Divorce is an emotional roller coaster. From early talks of separating to final discussions on settlement, individuals must deal with feelings of loss, anger, and fear. No one, but no one, goes through a divorce without experiencing some emotional backlash. Perhaps surprisingly, discussions surrounding the division of retirement funds are among the most unsettling of negotiations. While most couples understand that the marital home is a shared asset where they lived together and, at least to some extent, worked together to finance and manage, individuals can be fiercely opinionated and possessive when it comes to discussing their collective pool of retirement holdings.
“I earned the money. You did not come to work with me. How can you even consider this money as yours?” This quotation represents a common reaction to a spouse’s learning that retirement holdings constitute a marital asset. Many individuals express disbelief and even anger at any suggestion of sharing their retirement funds in the divorce settlement.
Yet, a marital asset it is, and share many do. Let’s look at the options.

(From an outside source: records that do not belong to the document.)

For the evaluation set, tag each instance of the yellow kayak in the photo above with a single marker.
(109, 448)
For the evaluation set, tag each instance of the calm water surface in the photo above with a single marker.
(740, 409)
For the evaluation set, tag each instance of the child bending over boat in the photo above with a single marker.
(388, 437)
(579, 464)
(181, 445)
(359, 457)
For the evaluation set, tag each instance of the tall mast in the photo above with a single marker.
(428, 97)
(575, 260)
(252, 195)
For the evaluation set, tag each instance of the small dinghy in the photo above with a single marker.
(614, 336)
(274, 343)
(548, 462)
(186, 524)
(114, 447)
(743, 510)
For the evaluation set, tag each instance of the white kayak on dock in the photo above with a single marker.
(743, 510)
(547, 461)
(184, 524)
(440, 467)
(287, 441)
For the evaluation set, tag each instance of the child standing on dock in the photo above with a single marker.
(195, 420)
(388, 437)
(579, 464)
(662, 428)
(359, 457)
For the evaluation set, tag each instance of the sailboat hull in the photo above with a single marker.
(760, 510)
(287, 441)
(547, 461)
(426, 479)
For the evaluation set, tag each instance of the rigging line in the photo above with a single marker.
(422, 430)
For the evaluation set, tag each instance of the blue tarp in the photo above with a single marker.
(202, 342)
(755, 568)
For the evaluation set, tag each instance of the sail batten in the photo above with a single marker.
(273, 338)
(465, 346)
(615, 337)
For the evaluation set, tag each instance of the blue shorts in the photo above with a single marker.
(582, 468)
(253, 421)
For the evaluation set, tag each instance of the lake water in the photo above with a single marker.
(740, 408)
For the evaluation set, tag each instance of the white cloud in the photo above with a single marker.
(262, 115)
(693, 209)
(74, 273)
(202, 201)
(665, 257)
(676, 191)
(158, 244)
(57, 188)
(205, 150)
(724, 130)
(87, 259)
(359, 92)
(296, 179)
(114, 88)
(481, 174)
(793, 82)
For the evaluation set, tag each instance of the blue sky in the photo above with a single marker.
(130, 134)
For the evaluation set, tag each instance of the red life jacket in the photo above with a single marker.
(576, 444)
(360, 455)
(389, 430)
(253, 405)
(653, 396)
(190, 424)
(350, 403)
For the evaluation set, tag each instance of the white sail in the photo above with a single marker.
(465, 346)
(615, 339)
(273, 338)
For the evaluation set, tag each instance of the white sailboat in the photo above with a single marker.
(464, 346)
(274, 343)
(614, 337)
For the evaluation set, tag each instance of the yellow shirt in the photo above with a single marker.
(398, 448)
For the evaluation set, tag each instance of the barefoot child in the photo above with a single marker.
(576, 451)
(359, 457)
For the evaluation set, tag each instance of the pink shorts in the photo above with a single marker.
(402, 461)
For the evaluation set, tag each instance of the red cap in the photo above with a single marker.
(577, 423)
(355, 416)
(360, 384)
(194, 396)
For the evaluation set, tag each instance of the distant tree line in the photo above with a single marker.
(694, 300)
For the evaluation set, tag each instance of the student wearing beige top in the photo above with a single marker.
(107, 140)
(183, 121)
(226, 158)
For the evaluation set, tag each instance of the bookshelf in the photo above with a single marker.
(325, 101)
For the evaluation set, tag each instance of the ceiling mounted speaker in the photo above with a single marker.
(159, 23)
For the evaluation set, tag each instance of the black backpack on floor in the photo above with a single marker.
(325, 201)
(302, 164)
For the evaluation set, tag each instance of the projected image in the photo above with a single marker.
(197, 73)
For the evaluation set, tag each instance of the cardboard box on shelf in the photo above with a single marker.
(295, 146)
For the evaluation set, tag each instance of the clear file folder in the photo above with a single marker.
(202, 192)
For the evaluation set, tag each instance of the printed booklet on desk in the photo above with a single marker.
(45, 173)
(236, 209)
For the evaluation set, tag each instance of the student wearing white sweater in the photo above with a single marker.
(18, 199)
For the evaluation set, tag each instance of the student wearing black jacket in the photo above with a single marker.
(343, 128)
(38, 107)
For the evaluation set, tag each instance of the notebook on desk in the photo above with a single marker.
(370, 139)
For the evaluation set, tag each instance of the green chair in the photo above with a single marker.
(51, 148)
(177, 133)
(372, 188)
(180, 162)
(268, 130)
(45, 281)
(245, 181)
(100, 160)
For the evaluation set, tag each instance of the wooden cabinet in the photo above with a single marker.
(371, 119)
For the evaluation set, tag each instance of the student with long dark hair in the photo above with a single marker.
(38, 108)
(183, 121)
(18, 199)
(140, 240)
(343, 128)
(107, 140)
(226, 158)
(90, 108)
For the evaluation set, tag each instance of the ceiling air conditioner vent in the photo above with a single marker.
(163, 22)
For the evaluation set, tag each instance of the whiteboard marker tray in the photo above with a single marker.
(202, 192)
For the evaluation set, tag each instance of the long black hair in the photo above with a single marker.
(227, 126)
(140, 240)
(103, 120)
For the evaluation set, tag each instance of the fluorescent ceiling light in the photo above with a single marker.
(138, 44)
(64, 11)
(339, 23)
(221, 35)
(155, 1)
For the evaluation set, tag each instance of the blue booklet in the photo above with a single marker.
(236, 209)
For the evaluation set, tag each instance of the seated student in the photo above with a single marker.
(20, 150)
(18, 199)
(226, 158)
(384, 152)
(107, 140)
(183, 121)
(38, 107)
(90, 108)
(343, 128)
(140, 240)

Some agreements are based on a totaling of all retirement funds and a tax-free transfer from the “higher” holder to the “lesser” holder in an amount sufficient to create two equal accounts. As long as moneys are transferred from one retirement fund to another, there are no tax implications. For qualified plans (e.g., 401k Plans), a Qualified Domestic Relations Order, or QDRO, is required for funds to be released and subsequently transferred to the recipient spouse.
For individual retirement accounts, known as IRAs, the tax-free transfer can actually be effected by the couple provided it occurs after the finalization of the divorce.
Other couples agree to trade assets. Perhaps one individual retains the house and the other retains the retirement funds. Here the debate often centers on valuing the items to be traded. The “keeper” of the house might argue for a reduction in valuation for anticipated future capital gains taxes, for real estate broker’s fee if sold at a later date, or for repairs, and so on. Conversely, the “keeper” of the retirement funds might argue for a reduction in valuation for future taxes on this pre-tax holding. The resolution of this debate is by no means uniform. Some couples do discount houses for anticipated expenses based on a future sale. And, some couples do discount retirement funds by a projected tax impact. Yet other couples do not. It is by no means atypical for parties to argue that the house is not being sold and therefore a deduction for an event that may never occur is unacceptable. Likewise, parties not infrequently posit that the tax-deferred growth characteristic of retirement funds more than compensates for its future taxability.
There is simply no uniform argument and no one right resolution of the debate. Individuals need to weigh each one’s sense of fairness and his and her best guess as to future outcomes. Some couples deal with the unpredictability of future costs by agreeing to share expenses if and when they occur, usually within a restricted time frame.
Then, too, there are couples who share parts of all assets. For instance, one party may continue to have a, say, 25% interest in the future sale proceeds of the marital home in exchange for a disproportionate sharing of the retirement funds. The creativity of individuals results in seemingly endless approaches to divvying up the so called marital booty.
Not to be forgotten are defined benefit plans, commonly known as pensions. Whereas not long ago, many companies provided pensions to their employees, today this is becoming less and less of an employee benefit. A pension offers employees a promise of a future income stream, not unlike the annuity of social security. These plans need to be valued by an actuary to ascertain their present day value, often a considerable sum, which is the main reason why pensions are vanishing from the business landscape. Here, too, plans can be actually divided such that each spouse receives a share of the payment when it becomes available. Or, one party can trade his/her interest for a different asset such as a house.
Decisions on pensions are laden with complications, not the least of which is the unavailability of funds prior to the employee spouse’s earliest age of eligibility. Holders of 401k Plans or IRA(s) can draw upon their funds even if subject to penalties. Pension holders cannot access their plans since they have “a promise” of payment, not a “real” fund in their name.
More than any one retirement holding, negotiations surrounding employee pensions are highlighted by passionate expressions of ownership. Perhaps it is the employee’s lack of access to the funds or even knowledge of its real value that imbues this asset with a kind of intimacy and attachment not as commonly attributed to 401k(s) and IRA(s).
Regardless of individual possessiveness or one’s sense of reality, retirement funds, of all kinds, are marital assets. Like it or not, want it or not, divorcing couples need to determine who gets what funds and under what terms and conditions. At the Centre for Mediation & Dispute Resolution, while recognizing the emotional “pull” of these holdings, we also understand the need for couples to think collaboratively and creatively in approaching this very difficult subject. The exploration of different options and understanding the real “value” of all assets under consideration helps couples to fashion an agreement that both feel is fair.